Step 3: Add a prediction with a second predictor
As you build your predictions, you should consider which fields will be good predictors for your target values and include them in your calculations. You can combine any number of dimensions and measures. For example, we could add GDP, population, and other fields as predictors to improve our predictions. In this case, let’s add Region.
-
In the Calculation Editor, do the following:
Name the calculation: Quantile Spend vs Expectancy & Region
Enter the following formula, which is the same as the previous calculation, but adds Region as a predictor:
POWER(10, MODEL_QUANTILE(0.5, LOG(MEDIAN([Health Exp/Capita])), AVG([Life Expectancy Female]), ATTR([Region])))
-
Click OK.
-
Next, add the new calculation to Tooltip on the Marks card.
-
Click Tooltip, and add another line to describe the new prediction, such as Predicted Health Spend from Female Life Expectancy & Region:.

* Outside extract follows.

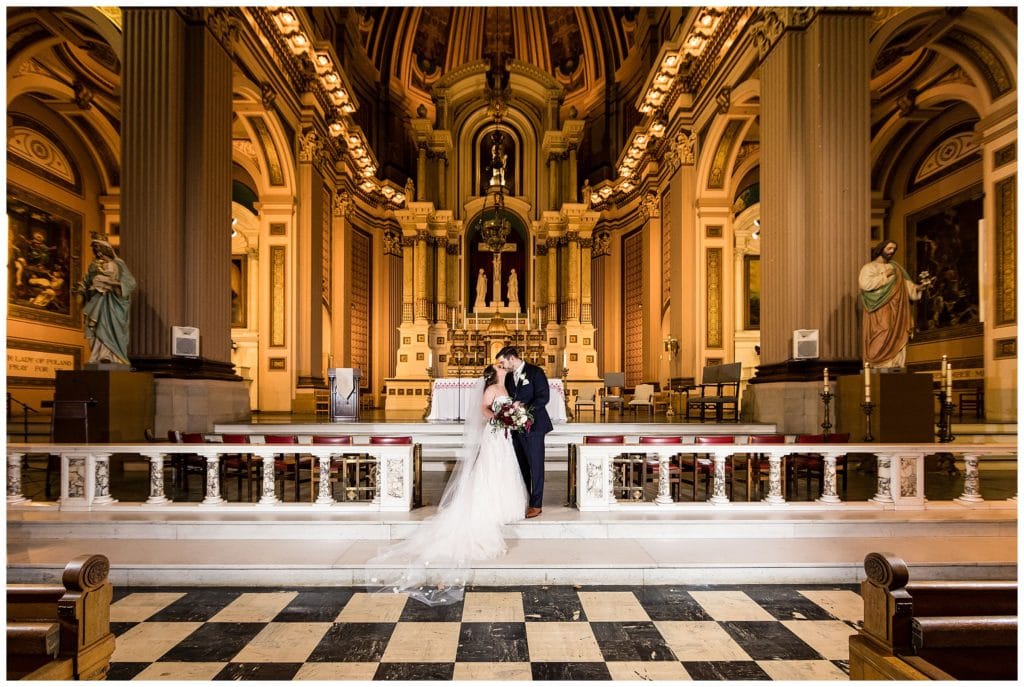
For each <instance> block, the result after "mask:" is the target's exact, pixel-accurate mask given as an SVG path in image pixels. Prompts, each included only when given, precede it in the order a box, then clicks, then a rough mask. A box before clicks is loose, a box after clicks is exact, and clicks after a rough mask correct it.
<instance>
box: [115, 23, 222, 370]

Now the tooltip shows both predictions.
Step 4: Compare actual values to predicted values
As a final step in your analysis, you can also build prediction calculations that combine actual and predicted values. In our example, let’s show the actual health expenditures where available and the estimated expenditures where unavailable.
-
In the Calculation Editor, do the following:
Name the calculation: Health Spend Actual vs Prediction Value
Enter the following formula, which will return the numeric value of the prediction::
ROUND(IFNULL(AVG([Health Exp/Capita]),[Quantile_HE/Cap_LEF,Region]),0)
-
Click OK.
-
Create another calculation as follows:
Name the calculation: Health Spend Actual vs Prediction Tag
Enter the following formula, which will act as a label for the above calculation:
STR(IF ISNULL(AVG([Health Exp/Capita])) THEN "(Estimate)" ELSE "(Actual)" END)
-
Click OK.
-
Next, add both calculations to Tooltip on the Marks card.
-
Click Tooltip, and add another line to describe the new calculations:
-
Per Capita Health Expenditure (Actual or Estimated):
-
Insert the new calculations, one after the other.
-
-
Click OK.
Now, as you interact with the viz, you can see each country’s per capita health spending, or view an estimate if the actual value was missing (null) from the data.
Just like that, you can use predictive modeling functions in Tableau to gain insights into your data.